You sure can. On New Year’s Day, whip up a batch of these black-eyed peas for good fortune in the coming year. To maximize your potential prosperity, serve them with southern collard greens or turnip greens. The peas are symbolic of coins, and the greens represent money coming your way.
Can I make this recipe for black-eyed peas with bacon in a pressure cooker?

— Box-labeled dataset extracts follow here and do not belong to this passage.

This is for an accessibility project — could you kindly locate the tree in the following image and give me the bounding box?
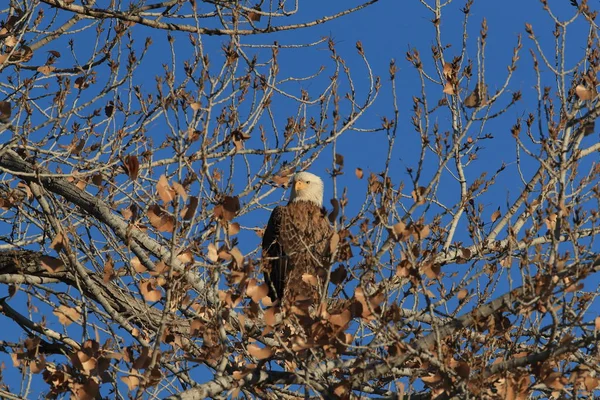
[0,0,600,399]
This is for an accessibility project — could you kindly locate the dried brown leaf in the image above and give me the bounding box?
[491,210,502,222]
[40,255,65,274]
[37,65,56,76]
[52,305,81,326]
[140,279,162,303]
[227,222,240,236]
[179,196,198,221]
[148,204,175,233]
[443,82,456,95]
[575,85,596,100]
[207,243,219,262]
[156,175,175,203]
[121,375,140,391]
[130,257,148,274]
[123,155,140,181]
[248,343,273,360]
[0,101,12,122]
[246,278,269,303]
[173,182,188,201]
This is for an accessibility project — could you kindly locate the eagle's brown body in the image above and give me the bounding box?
[262,201,333,302]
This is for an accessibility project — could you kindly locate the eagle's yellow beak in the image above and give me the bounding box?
[294,181,306,192]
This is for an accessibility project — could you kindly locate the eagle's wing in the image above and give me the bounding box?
[262,206,287,301]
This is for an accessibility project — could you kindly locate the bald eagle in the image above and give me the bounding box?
[262,172,333,303]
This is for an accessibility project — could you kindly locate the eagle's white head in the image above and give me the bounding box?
[290,172,324,207]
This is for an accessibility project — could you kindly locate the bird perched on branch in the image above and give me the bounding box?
[262,172,334,304]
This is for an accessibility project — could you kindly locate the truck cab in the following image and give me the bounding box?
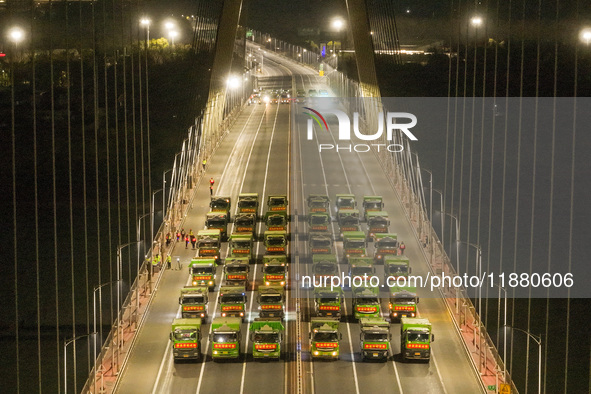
[367,211,390,240]
[400,317,435,362]
[388,286,419,321]
[359,317,392,361]
[228,233,254,262]
[353,287,380,319]
[261,255,287,287]
[210,317,242,361]
[308,233,332,256]
[237,193,259,215]
[197,229,222,264]
[169,319,201,363]
[373,233,398,263]
[209,196,232,221]
[314,287,344,318]
[343,231,367,262]
[179,286,209,319]
[363,196,384,221]
[218,286,247,321]
[250,317,285,360]
[224,257,250,286]
[234,213,257,238]
[205,212,230,241]
[310,317,343,360]
[264,231,287,254]
[257,285,285,319]
[189,257,216,290]
[335,194,357,212]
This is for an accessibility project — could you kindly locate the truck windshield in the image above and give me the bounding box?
[351,267,373,276]
[264,265,285,274]
[406,332,429,342]
[213,332,238,343]
[226,266,248,274]
[253,332,279,343]
[191,265,213,274]
[314,331,339,342]
[386,265,408,276]
[183,295,205,304]
[363,332,388,342]
[267,237,285,246]
[261,294,281,304]
[221,294,245,304]
[174,330,197,341]
[313,263,337,275]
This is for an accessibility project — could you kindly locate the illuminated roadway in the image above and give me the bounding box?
[116,48,482,394]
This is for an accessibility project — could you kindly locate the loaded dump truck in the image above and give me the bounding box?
[205,212,230,241]
[170,319,201,362]
[389,286,419,321]
[400,317,435,362]
[197,229,222,263]
[310,317,343,360]
[261,255,287,287]
[218,286,246,321]
[210,317,241,361]
[224,257,250,286]
[359,317,392,361]
[373,233,398,263]
[314,287,344,318]
[363,196,384,220]
[179,286,209,319]
[353,287,380,319]
[257,286,285,319]
[250,318,285,360]
[189,257,216,290]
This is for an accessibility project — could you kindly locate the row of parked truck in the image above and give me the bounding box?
[170,193,289,361]
[306,194,434,361]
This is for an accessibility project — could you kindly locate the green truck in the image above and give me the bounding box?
[261,254,287,286]
[335,194,357,212]
[384,255,412,284]
[388,286,419,321]
[312,254,339,286]
[257,286,285,319]
[218,286,246,321]
[265,195,289,221]
[224,257,250,287]
[228,233,254,262]
[209,196,232,221]
[169,319,201,363]
[310,317,343,360]
[189,257,216,290]
[307,194,330,214]
[250,317,285,360]
[400,317,435,362]
[179,286,209,319]
[197,229,222,264]
[237,193,259,215]
[337,208,361,237]
[363,196,384,221]
[367,211,390,240]
[210,317,242,361]
[352,287,380,319]
[263,231,287,254]
[343,231,367,262]
[205,212,230,241]
[308,233,333,256]
[234,213,257,240]
[359,317,392,361]
[308,212,330,234]
[373,233,398,263]
[314,287,344,318]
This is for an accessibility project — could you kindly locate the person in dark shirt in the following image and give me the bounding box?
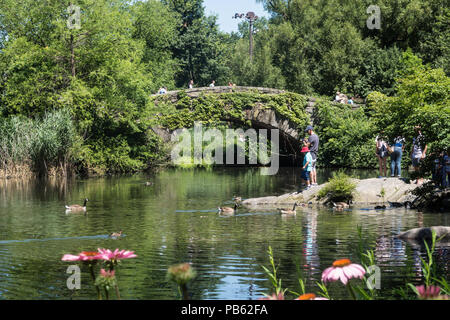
[305,126,319,186]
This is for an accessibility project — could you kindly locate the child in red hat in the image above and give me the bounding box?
[301,146,313,190]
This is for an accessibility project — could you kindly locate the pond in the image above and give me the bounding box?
[0,168,450,300]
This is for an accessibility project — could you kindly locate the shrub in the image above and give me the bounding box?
[318,171,356,202]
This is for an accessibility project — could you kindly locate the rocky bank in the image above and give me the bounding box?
[242,178,418,208]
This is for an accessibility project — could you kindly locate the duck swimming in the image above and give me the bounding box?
[66,198,89,212]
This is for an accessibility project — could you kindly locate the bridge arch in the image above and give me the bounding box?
[151,86,356,165]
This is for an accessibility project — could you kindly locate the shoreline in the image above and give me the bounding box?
[242,178,420,208]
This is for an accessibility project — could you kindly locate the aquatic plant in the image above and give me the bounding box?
[261,246,287,296]
[167,263,196,300]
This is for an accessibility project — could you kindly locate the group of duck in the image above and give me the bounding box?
[218,197,312,216]
[65,198,123,239]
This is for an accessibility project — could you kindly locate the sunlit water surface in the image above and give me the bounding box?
[0,168,450,300]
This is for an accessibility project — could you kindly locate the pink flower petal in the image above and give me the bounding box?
[61,254,80,261]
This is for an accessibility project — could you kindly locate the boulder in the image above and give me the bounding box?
[397,226,450,240]
[242,178,417,208]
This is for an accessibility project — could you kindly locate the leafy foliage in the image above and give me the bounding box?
[318,171,356,202]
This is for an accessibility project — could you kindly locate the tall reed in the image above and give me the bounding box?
[0,110,77,175]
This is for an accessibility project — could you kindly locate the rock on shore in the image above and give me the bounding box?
[242,178,418,208]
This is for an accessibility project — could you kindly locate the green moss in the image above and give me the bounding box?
[149,91,309,130]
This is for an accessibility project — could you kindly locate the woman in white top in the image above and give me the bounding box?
[375,131,388,178]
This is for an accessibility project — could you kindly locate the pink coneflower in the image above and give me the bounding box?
[259,292,284,300]
[98,249,137,261]
[416,285,449,300]
[322,259,366,285]
[100,269,116,278]
[61,251,102,261]
[294,293,328,300]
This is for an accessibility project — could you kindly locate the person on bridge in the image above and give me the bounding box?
[305,126,319,186]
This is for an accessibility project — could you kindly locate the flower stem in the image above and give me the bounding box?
[116,283,120,300]
[89,264,102,300]
[180,284,189,300]
[347,281,356,300]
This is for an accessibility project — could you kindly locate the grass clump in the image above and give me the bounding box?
[317,171,356,202]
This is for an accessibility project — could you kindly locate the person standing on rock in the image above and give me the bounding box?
[411,126,428,184]
[375,130,388,178]
[391,136,405,178]
[305,126,319,186]
[301,146,313,190]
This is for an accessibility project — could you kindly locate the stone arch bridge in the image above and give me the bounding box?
[151,86,358,165]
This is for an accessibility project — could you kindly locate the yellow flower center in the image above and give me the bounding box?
[298,293,316,300]
[81,251,98,257]
[333,259,352,268]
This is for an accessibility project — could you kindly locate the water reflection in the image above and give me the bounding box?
[0,168,449,299]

Definitely. In fact, we have a terrific recipe for Instant Pot black-eyed peas, which calls for ham in place of bacon. Ham is a great alternative, or to match the flavor profile of this recipe, sub in bacon and follow the rest of the recipe as written.
Can I make this black-eyed peas with bacon recipe vegetarian?
Absolutely. This vegan black-eyed peas recipe omits the pork and butter and instead uses smoked paprika, liquid smoke and soy sauce to deliver the same smoky, umami flavors.
Ingredients
- 1 pound dried black-eyed peas
- 1/2 pound bacon strips, cooked and crumbled
- 1 tablespoon butter
- 1 large onion, chopped
- 1 garlic clove, minced
- 1/2 teaspoon dried thyme
- Salt to taste
- Optional: Fresh thyme leaves and additional cooked and crumbled bacon
Directions
- Rinse and sort black-eyed peas. Place peas and bacon in a Dutch oven; add water to cover. Bring to a boil; boil 2 minutes. Remove from heat; let soak, covered, 1 hour. Do not drain.
- In a cast-iron or other heavy skillet, heat butter over medium-high heat. Add onion; cook and stir until tender. Add garlic; cook 1 minute longer. Stir in thyme.
- Stir onion mixture into pea mixture. Bring to a boil; reduce heat. Simmer, covered, until peas are tender, stirring occasionally, 30-40 minutes. Sprinkle with salt to taste. If desired, garnish with fresh thyme leaves and additional crumbled bacon.